Je remercie Morten (Danemark) et Cathy (France) d'avoir permis de cerner peu à peu l'origine de la photo que j'avais affichée sur "MM-Avignon" sans aucune information précise. Ce 8 décembre, Cathy m'a communiqué le lien permettant de confirmer ce qui était déjà écrit et de compléter l'information par des précisions importantes pour les "collectors" (cliquez ici).

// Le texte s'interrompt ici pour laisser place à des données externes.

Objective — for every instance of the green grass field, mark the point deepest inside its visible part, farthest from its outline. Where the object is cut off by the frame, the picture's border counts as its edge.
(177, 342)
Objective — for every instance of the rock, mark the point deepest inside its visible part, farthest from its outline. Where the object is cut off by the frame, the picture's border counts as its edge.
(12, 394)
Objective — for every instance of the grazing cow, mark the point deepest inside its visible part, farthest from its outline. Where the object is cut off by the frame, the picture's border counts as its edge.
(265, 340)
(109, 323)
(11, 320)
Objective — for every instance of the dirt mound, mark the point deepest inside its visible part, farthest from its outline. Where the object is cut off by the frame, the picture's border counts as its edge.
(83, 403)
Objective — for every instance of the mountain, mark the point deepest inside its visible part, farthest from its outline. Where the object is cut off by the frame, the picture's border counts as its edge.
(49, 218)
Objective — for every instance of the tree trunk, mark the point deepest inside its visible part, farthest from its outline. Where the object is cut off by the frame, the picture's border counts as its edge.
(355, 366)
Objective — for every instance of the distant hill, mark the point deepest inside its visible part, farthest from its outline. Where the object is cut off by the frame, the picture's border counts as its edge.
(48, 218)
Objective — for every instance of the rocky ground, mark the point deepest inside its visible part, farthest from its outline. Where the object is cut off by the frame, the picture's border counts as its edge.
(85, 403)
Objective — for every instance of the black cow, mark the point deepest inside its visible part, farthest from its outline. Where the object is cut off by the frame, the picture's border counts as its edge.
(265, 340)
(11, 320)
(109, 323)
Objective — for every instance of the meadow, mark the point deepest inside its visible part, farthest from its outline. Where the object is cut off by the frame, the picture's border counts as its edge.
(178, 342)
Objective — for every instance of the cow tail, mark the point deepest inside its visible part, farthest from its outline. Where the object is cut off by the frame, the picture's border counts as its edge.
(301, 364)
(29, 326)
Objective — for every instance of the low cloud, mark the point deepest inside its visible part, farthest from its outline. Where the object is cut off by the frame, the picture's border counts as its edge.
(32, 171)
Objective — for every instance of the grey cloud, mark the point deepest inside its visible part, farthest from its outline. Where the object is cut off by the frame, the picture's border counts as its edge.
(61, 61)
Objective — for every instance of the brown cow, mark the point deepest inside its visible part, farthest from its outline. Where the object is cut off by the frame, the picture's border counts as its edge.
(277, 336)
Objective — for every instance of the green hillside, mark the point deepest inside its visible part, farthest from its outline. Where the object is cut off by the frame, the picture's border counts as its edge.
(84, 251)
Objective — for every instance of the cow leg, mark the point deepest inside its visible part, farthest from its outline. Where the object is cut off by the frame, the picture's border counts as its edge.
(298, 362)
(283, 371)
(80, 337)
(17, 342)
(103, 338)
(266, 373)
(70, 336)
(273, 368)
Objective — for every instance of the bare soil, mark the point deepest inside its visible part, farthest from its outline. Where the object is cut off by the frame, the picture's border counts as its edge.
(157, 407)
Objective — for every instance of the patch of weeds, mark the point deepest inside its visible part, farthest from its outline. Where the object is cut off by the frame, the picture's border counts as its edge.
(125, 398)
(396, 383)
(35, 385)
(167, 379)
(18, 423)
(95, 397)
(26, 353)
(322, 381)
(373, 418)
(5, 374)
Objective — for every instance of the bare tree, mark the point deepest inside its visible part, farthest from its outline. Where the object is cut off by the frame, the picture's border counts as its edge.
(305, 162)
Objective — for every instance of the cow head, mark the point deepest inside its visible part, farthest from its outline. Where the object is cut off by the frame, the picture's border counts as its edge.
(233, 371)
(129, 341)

Photo : couverture du programme.
Sources : Morten, Guy Labat, Cathy et www.fleursdevinyl.fr
Question : La biscuiterie Gregoire correspond-elle à la biscuiterie Gringoire-Bossard actuelle ?

Cathy apporte une précision :
Voilà ce que je trouve sur internet : Grégoire et Gringoire ne font qu'un. Fondée en 1500, la marque sera brevetée en 1817. Grégoire disparaîtra au profit de Gringoire progressivement. En 86, Brossard et Gringoire ne font plus qu'un. Tout va bien... sauf les dates !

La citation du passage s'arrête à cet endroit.